いっぽう、30分で○千円を払って使わせてもらう医療用のものは、1~10000Hzと、まったく桁外れです。ちなみに1000~2000Hzは中周波といわれ、皮膚の下3~4cmまで浸透し、筋肉に刺激を与えることが出来ます。

この帯域の場合、むしろ筋肉の動きを感じにくいようです。それ以上の周波数は高周波といわれ、皮下10センチ以上まで届き、深層部の筋肉まで届き鍛えることが可能です。

家庭用EMSは効かないのか?

では低周波の家庭用EMSは効かないのでしょうか?結論からいえば、医療用と比べたら効かないが、効く可能性はゼロではない、といったところでしょうか。

もし家庭用EMSをつけてみて、本当に腹筋がぴくぴくするようであれば、それはちゃんと電気信号が届いており、あなたの腹筋が、それを脳からの電気信号命令だと勘違いして動いているという、EMSの原理にのっとって機能しているわけです。

また筋肉がぴくぴくしているということは、あきらかに収縮運動を腹筋がしているわけですから、エネルギーもある程度は消費されているはずです。

医療用と比べたら、筋肉の収縮刺激は、とてつもなく少ないですが、少なくともゼロではないわけです。やらないよりはマシかもしれませんし、根気よく続けていけば、何らかの効果が見られる可能性すらあります。

そしてなによりも、もしあなたがこれまでお腹のへこませるために、何もやってこなかったのであれば、何かをやったという、記念すべき第一歩になります。一番いいのは運動。最も悪いのは、何もしない。EMSはその中間でしょうか。

EMSトップ製品

どの製品が人気なのか調べました。

シックスパッド

リアルマドリッドのロナウドが広告塔になっているやつですね。わたしも広告は見たことがあります。これまでの家庭用EMSと違って、腹筋のシックスパッドに合わせたデザインで、斬新さはありますね。

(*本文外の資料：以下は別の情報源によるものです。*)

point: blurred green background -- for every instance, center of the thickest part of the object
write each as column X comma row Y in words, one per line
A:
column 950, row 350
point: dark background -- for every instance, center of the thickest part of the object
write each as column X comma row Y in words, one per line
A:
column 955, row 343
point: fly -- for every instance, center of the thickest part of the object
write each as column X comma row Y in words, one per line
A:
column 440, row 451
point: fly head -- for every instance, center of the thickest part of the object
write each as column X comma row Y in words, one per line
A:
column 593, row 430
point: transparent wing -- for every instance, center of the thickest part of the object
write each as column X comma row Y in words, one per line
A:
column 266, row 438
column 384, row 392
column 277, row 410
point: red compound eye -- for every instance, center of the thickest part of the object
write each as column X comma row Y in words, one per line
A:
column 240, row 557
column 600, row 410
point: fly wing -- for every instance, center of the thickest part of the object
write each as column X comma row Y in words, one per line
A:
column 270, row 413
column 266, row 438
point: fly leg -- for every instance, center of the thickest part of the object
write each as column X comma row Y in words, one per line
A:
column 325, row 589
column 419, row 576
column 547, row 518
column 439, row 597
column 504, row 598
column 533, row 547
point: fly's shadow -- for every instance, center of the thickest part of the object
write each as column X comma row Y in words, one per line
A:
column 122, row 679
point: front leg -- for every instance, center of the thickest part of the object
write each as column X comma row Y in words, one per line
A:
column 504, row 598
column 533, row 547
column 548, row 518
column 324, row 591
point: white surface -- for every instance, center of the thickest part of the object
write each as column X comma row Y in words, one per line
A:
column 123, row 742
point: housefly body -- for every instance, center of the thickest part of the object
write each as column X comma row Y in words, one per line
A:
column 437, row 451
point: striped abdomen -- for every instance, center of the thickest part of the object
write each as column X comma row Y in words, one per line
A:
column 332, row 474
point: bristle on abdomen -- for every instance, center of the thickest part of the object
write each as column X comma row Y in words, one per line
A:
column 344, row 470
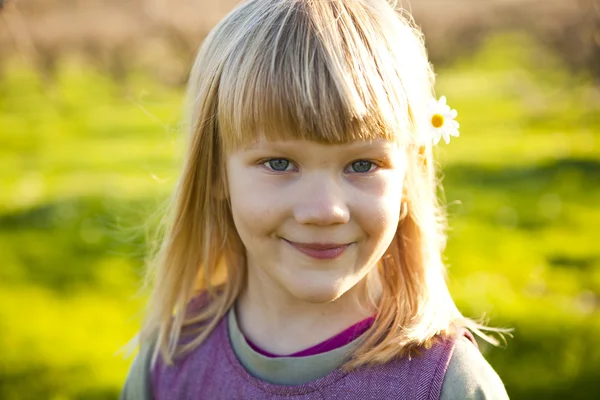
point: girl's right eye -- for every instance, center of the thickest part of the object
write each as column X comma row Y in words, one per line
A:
column 278, row 164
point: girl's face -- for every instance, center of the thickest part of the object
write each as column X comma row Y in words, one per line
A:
column 314, row 218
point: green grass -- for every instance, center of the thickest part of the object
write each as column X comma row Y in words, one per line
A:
column 85, row 161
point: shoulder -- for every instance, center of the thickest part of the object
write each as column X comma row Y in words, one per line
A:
column 137, row 384
column 469, row 376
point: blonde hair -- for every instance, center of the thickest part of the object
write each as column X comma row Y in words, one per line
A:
column 332, row 71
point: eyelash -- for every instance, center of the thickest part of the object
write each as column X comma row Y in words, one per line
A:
column 266, row 162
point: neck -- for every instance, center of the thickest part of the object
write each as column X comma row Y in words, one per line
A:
column 281, row 324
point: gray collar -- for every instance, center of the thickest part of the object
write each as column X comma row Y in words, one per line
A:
column 285, row 370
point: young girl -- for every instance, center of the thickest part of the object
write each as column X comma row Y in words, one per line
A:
column 302, row 256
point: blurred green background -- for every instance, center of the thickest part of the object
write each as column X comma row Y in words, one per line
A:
column 90, row 101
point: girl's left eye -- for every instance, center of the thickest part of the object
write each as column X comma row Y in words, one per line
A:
column 362, row 166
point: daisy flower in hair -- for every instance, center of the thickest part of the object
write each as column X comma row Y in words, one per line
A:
column 441, row 121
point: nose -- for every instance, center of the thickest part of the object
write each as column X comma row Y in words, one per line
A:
column 321, row 202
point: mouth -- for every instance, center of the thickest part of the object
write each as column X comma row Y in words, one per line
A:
column 320, row 251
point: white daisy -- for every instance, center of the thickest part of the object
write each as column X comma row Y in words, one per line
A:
column 441, row 121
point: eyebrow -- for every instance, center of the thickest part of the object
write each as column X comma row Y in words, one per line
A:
column 353, row 146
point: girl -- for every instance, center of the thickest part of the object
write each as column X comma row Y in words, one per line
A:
column 302, row 256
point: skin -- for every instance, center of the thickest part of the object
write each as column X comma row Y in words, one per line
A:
column 307, row 192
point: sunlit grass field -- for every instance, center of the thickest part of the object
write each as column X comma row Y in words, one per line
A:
column 86, row 162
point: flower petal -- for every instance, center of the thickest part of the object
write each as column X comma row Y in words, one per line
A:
column 446, row 137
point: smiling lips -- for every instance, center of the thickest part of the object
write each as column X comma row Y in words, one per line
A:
column 321, row 251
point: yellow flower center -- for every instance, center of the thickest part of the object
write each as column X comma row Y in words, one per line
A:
column 437, row 120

ネットで探してみましたが、さすがにSEO対策されたばかりのサイトで、どれが本当の口コミかサクラかわからない(^^ゞ。ちなみに周波数は20Hzのようです。

スレンダートーン

シックスパッドよりも周波数は高めのようです。値段はシックスパッドより少し安めのようです。持ち運びはより面倒なようです。シックスパッドもこの製品も機能としては五十歩百歩といったところです。

せっかく鍛えた腹筋も、脂肪が邪魔だと見えない

最後に付け加えたいと思います。仮にもし、あなたがEMSによって、鋼のような腹筋を鍛えられたとします。しかしそれとはまったく別に、問題が生じるでしょう。それはお腹周りの脂肪です。

どんなに立派な腹筋でも、その上に脂肪がたっぷりのっていれば、それはただの、ぽっこりお腹です。

お相撲さんは、あのすごいブチかましに耐えるため、常人離れした強靭な腹筋を有しています。でも力士の見事なシックスパックを見ることはできるでしょうか。